In November 2025, Prime Minister Mark Carney made a damaging deal with Alberta to fast-track a new diluted bitumen oil pipeline to B.C.'s coast while rolling back key environmental protections. This pipeline would lock Canada into deeper dependence on a declining, high-polluting industry and put North Pacific ecosystems and coastal First Nations at risk from increased tanker traffic and catastrophic oil spills.
There's still time to stop this pipeline ploy and choose a fossil-fuel free future. Alberta intends to submit its pipeline proposal to the federal government's Major Projects Office by July 1, 2026.
Act now! Message Carney and ask him to reject Alberta's pipeline ploy.
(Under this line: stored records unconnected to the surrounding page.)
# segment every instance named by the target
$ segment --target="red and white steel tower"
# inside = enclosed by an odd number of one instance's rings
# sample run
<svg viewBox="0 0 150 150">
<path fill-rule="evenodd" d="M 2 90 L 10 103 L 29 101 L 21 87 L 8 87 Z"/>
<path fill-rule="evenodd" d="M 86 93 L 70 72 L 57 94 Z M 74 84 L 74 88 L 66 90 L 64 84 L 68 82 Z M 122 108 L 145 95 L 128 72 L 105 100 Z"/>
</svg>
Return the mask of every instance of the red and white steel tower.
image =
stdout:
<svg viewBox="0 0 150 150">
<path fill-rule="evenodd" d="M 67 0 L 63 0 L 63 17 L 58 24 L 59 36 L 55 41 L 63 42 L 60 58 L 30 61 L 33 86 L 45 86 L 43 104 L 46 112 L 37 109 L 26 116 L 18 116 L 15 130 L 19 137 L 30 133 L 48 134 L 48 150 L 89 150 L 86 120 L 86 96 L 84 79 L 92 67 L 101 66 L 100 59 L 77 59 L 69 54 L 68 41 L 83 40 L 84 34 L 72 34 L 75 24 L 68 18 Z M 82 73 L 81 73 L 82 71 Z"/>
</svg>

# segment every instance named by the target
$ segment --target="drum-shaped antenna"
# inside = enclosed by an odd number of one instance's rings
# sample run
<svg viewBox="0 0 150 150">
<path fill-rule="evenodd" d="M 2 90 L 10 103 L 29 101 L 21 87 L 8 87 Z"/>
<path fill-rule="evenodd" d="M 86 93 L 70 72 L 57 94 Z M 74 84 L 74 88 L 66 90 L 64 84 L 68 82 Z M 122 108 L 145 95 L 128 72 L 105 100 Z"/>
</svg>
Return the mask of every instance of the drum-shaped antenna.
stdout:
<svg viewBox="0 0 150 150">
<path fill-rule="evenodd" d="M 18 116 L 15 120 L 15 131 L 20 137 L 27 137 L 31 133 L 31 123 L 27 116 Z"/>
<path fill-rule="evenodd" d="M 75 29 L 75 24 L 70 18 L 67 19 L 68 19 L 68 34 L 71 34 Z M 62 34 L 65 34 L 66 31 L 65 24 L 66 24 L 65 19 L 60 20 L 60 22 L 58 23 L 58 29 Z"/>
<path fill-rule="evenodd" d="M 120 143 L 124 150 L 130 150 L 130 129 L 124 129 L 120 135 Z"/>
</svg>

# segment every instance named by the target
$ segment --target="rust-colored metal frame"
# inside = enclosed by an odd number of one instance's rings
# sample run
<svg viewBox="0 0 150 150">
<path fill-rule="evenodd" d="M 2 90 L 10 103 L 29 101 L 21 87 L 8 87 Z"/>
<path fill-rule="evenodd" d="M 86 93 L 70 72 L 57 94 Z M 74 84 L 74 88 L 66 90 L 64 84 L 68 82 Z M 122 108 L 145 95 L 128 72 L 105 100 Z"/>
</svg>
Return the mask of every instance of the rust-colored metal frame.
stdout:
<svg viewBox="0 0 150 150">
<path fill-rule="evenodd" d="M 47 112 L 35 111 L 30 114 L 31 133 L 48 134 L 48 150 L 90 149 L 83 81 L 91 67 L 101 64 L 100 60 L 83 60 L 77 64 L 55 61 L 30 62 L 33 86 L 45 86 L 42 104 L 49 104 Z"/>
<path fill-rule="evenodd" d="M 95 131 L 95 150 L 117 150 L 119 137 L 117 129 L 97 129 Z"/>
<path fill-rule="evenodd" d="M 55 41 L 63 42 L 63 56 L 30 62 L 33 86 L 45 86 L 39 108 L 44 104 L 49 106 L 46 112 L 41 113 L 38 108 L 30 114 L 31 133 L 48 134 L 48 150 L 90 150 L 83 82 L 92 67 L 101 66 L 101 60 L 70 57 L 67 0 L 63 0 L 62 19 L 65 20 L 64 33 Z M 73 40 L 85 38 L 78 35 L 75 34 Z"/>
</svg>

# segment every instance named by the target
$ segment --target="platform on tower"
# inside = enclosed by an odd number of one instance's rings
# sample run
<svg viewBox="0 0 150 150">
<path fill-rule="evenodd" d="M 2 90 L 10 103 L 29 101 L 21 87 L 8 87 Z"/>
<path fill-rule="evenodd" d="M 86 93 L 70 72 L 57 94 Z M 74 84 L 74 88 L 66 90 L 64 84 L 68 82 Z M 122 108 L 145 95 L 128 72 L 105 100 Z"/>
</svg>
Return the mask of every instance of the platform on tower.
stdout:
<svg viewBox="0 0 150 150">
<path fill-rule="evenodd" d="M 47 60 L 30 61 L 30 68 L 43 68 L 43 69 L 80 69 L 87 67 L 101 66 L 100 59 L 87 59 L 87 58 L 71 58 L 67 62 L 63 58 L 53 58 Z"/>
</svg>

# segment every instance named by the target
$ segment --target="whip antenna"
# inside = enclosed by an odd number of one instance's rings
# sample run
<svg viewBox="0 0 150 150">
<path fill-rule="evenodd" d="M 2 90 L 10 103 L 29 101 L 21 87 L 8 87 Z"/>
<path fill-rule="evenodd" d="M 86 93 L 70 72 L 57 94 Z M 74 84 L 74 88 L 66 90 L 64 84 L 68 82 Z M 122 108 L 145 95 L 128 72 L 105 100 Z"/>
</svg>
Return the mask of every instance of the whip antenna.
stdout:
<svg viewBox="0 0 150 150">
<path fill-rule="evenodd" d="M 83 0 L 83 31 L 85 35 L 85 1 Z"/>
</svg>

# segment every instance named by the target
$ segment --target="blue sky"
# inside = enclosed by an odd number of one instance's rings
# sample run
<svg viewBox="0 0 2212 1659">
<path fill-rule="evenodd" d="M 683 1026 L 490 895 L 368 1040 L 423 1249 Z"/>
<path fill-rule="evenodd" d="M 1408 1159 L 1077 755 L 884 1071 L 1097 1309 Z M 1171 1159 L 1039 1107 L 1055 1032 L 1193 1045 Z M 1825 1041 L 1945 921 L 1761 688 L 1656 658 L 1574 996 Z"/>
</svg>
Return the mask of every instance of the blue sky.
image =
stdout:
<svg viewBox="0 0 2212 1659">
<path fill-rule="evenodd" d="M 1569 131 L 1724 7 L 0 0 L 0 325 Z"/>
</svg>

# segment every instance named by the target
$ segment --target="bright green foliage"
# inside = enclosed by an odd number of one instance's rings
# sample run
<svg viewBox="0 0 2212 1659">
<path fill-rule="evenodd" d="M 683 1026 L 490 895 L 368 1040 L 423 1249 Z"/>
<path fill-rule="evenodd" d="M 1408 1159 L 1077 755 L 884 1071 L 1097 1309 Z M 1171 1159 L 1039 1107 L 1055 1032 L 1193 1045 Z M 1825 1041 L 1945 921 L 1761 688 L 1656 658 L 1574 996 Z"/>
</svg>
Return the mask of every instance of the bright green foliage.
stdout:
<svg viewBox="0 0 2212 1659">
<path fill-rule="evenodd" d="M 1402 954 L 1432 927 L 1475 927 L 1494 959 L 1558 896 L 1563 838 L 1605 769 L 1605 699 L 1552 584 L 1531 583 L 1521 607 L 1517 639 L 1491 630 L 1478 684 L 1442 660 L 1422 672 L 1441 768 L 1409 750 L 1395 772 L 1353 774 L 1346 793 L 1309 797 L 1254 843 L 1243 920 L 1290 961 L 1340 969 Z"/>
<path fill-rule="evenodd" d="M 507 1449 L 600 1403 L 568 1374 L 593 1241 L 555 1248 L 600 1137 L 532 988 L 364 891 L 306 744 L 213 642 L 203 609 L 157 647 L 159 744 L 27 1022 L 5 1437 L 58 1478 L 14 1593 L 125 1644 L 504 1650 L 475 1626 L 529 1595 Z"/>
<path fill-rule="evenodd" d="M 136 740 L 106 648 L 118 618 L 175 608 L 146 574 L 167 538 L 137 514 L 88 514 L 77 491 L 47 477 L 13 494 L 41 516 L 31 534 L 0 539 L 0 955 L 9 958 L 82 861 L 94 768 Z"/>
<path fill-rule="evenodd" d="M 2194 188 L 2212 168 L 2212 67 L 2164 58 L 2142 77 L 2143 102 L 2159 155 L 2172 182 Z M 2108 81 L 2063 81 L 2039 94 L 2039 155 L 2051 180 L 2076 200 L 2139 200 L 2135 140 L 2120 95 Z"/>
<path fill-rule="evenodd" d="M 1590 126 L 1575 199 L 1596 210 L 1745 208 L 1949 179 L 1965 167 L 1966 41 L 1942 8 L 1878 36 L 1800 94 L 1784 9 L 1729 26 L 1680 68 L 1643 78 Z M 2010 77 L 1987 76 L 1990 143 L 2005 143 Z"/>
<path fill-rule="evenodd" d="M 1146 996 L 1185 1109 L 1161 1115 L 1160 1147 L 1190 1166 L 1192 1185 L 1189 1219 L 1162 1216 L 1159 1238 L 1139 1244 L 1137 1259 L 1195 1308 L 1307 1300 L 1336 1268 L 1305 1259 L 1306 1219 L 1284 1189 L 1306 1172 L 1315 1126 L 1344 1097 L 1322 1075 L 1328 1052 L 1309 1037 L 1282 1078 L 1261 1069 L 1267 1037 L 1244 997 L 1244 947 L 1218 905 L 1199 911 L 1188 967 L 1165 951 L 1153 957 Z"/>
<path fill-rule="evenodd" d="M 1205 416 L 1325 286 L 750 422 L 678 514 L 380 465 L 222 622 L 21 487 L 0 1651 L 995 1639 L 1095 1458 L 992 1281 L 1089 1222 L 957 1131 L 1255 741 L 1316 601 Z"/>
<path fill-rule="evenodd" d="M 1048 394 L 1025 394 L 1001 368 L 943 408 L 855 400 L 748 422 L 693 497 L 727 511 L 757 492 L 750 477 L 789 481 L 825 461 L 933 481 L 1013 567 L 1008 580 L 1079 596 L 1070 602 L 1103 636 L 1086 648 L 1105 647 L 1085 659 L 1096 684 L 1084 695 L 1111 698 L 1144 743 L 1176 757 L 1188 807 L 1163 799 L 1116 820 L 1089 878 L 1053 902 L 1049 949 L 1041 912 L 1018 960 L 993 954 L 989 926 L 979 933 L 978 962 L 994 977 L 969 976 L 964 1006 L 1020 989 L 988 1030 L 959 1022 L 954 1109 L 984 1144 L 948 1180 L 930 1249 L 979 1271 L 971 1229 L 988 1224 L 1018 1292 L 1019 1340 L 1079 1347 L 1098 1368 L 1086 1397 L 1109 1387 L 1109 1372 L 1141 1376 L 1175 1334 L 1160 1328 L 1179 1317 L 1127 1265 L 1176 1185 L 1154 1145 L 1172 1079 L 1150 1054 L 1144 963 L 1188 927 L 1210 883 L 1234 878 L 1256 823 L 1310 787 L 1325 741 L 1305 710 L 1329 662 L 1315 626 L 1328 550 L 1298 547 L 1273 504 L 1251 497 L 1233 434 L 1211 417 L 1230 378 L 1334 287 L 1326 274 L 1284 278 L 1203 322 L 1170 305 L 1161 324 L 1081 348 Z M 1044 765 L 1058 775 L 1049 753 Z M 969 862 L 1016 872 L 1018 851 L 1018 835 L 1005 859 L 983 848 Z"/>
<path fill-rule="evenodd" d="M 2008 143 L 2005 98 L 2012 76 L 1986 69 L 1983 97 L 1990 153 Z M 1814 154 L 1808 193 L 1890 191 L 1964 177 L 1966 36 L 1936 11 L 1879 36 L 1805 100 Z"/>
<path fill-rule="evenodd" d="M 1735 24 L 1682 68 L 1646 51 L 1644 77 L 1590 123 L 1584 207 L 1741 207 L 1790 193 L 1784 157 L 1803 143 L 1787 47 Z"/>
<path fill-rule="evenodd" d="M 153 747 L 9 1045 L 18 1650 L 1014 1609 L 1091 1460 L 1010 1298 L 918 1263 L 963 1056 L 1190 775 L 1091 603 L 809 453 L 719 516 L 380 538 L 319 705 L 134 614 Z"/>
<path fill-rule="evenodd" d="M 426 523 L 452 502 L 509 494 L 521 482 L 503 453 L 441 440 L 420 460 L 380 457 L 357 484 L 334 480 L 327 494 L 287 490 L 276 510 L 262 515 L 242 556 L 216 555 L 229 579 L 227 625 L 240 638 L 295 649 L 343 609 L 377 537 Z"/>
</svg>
People throughout Canada are facing more frequent and intense climate disasters and are struggling to put food on the table during a cost-of-living-crisis. Meanwhile, politicians are pandering to wealthy fossil fuel companies and giving them tax breaks.
There are better ways to strengthen Canada — such as building out an east-west electricity grid powered by affordable renewable energy, which would lower household energy bills. Real nation-building projects will advance climate objectives, protect nature, uphold Indigenous rights and create long-term prosperity.
Together we can choose a better path.
Dear Prime Minister Mark Carney,
You have said that climate action is a moral duty and an economic imperative. I agree. But actions speak louder than words. I call on you to reject Alberta's proposal for a new diluted bitumen pipeline to B.C.'s coast.
As Canada confronts economic and geopolitical instability, deepening our dependence on fossil fuels is not a solution; it's a liability. Affordable renewable energy — not fossil fuels — will be the backbone of thriving economies.
In the words of United Nations secretary general António Guterres, "Countries clinging to fossil fuels are not protecting their economies — they are sabotaging them, increasing costs, weakening competitiveness, becoming stuck with stranded assets, and missing out on the greatest economic opportunity of the 21st century."
Moreover, increasing fossil fuel production and exports — as proposed in your November 2025 memorandum of understanding with Alberta Premier Danielle Smith — is inconsistent with Canada's climate commitments and legal obligations. Fossil fuels are the primary cause of climate change. Canada must work with other countries to urgently reduce global demand for fossil fuels.
This requires pivoting decisively to renewable energy, not wasting time and resources on costly fossil fuel infrastructure projects that would lock in decades of avoidable emissions and put ecosystems at risk.
Coastal First Nations oppose a bitumen pipeline that would put tankers off B.C.'s north coast. The North Pacific coastal ecosystem is ecologically and culturally significant and a major economic driver in the region. The consequences of a catastrophic oil spill are unacceptable.
I stand with Coastal First Nations in calling on your government to uphold the Oil Tanker Moratorium Act and reject Alberta's pipeline proposal.